2(b) For −2 ≤ x ≤ B , let h (x ) be the vertical distance between the graphs of f and g. Is h increasing or decreasing at x = −0.5 ? Give a reason for your answer.
h (x ) = f ( x) − g (x )
h′(x ) = f ′( x) − g′( x)
h′(−0.5) = f ′(−0.5) − g′(−0.5) = −0.6 (or −0.599 )
Since h′(−0.5) < 0, h is decreasing at x = −0.5.
2(c) The region enclosed by the graphs of f and g is the base of a solid. Cross sections of the solid taken perpendicular to the x -axis are squares. Find the volume of the solid.
\(\int_{-2}^{B}(f(x)-g(x))^{2}dx =5.340102\)

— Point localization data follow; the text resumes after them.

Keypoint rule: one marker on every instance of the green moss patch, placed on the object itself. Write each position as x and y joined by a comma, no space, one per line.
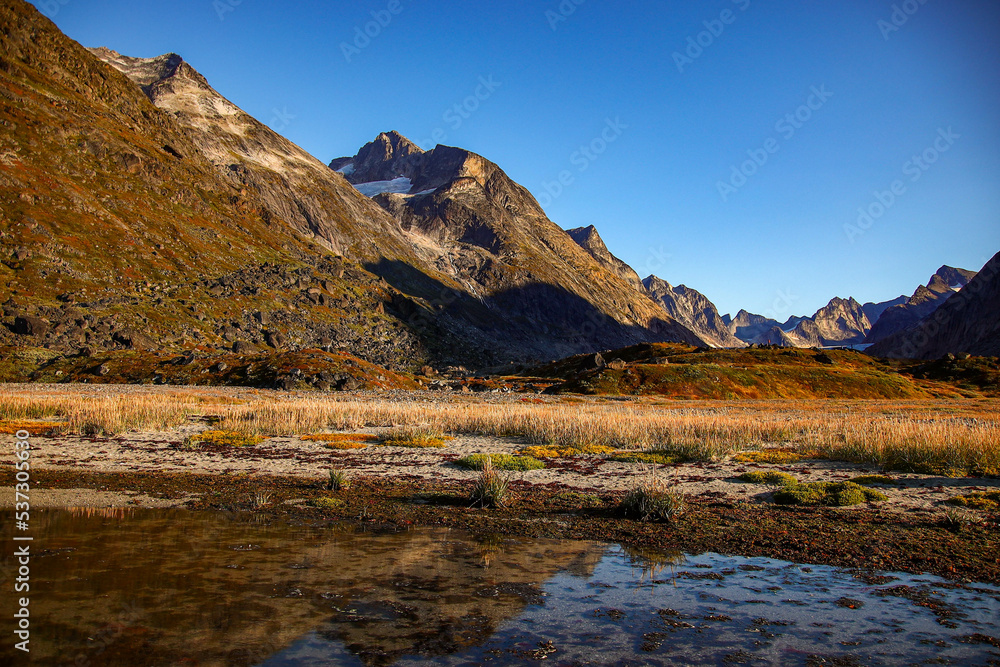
831,494
989,501
869,480
500,462
768,477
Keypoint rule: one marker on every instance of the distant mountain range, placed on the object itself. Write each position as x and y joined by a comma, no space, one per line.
143,210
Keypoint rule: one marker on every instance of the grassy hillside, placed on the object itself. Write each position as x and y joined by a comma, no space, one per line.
679,371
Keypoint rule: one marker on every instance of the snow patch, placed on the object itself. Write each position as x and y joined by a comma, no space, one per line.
399,185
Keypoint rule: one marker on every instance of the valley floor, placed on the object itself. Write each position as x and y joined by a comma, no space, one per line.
85,460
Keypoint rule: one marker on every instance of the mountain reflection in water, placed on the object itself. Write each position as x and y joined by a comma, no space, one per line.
181,588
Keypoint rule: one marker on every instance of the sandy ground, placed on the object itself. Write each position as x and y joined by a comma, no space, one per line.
165,452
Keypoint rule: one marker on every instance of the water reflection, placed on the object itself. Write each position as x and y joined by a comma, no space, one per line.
178,588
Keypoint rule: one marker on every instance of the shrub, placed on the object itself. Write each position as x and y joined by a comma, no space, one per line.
225,438
344,445
491,488
338,480
652,500
868,480
500,462
778,456
661,457
327,503
341,440
412,436
769,477
12,426
833,494
563,451
978,500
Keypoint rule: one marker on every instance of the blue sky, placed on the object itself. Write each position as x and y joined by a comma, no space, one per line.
782,240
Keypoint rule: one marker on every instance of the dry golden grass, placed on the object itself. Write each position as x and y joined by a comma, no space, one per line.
960,437
777,455
32,427
340,437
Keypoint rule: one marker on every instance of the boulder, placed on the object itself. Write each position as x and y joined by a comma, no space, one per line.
26,325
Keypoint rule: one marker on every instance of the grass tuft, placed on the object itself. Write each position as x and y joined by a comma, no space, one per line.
831,494
989,501
418,437
500,462
491,489
564,451
11,426
653,500
869,480
338,480
777,456
327,503
770,477
660,457
225,439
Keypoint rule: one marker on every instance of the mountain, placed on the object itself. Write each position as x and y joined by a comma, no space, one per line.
967,322
747,326
692,309
534,282
925,300
143,210
588,239
873,311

The volume of the solid is 5.340.
2(d) A vertical line in the xy -plane travels from left to right along the base of the solid described in part (c).The vertical line is moving at a constant rate of 7 units per second. Find the rate of change of the area of the cross section above the vertical line with respect to time when the vertical line is at position x = −0.5.
The cross section has area \(A(x)=(f(x)-g(x))^{2}\).
\(\frac{d}{dt}\left [ A(x) \right ]=\frac{dA}{dx}.\frac{dx}{dt}\)
\(\frac{d}{dt}\left [ A(x) \right ]|_{x=-0.5}=A'(-0.5).7 = -9.271842\)
At x = −0.5, the area of the cross section above the line is changing at a rate of −9.272 (or −9.271) square units per second.